# Performance Evaluation on SOTA dataset

This notebook runs AxCell on the **PWCLeaderboards** dataset.

For the pipeline to work we need a running elasticsearch instance. Run `docker-compose up -d` from the `axcell` repository to start a new instance.

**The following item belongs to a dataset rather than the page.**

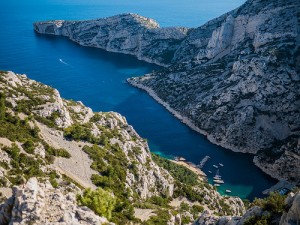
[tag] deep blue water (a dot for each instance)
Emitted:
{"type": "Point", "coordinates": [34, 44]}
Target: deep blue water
{"type": "Point", "coordinates": [97, 78]}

Due to the docker permision issue, run the `extract_sota.py` file after running `docker-compose up -d` from the `axcell` repository

In [21]:
from pathlib import Path
import json
import pandas as pd

PROJECT_ROOT = Path('/home/jakub.suran/netstore1/COS470/project/sota')
VALIDATION_DATA_ROOT = PROJECT_ROOT / 'dataset' / 'validation'
TRAIN_DATA_ROOT = PROJECT_ROOT / 'dataset' / 'train'

validation_ids = [dir.name for dir in VALIDATION_DATA_ROOT.iterdir() if dir.is_dir()]
train_ids = [dir.name for dir in TRAIN_DATA_ROOT.iterdir() if dir.is_dir()]

In [9]:
def fix_json_quotes(json_string):
    fixed_json = ""
    inside_double_quotes = False
    for char in json_string:
        if char == "'":
            if inside_double_quotes:
                fixed_json += char
            else:
                fixed_json += '"'
        else:
            fixed_json += char
        if char == '"':
            inside_double_quotes = not inside_double_quotes
    return fixed_json

In [18]:
from json import JSONDecodeError
from tqdm import tqdm
import pandas as pd

tables = []
arxiv_ids = []
for arxiv_id in tqdm(train_ids):
    annotations_file = TRAIN_DATA_ROOT / arxiv_id / 'annotations.json'
    table = {}
    table['index'] = 0
    table['records'] = []
    try:
        with open(annotations_file, 'r') as f:
            content = f.read()
            if content.strip() != 'unanswerable':
                content = fix_json_quotes(content)
                annotations = json.loads(content)
                for leaderboard in annotations:
                    leaderboard = leaderboard['LEADERBOARD']
                    record = {
                        'task': leaderboard['Task'],
                        'dataset': leaderboard['Dataset'],
                        'metric': leaderboard['Metric'],
                        'value': leaderboard['Score']
                    }
                    table['records'].append(record)
        tables.append([table])
        arxiv_ids.append(arxiv_id)
    except JSONDecodeError as e:
        print(f"Error parsing {annotations_file}: {e}")
    
    
sota_leaderboards = pd.DataFrame({'arxiv_id': arxiv_ids, 'tables': tables})

sota_leaderboards.tail()

 77%|███████▋  | 9512/12288 [00:07<00:02, 1013.38it/s]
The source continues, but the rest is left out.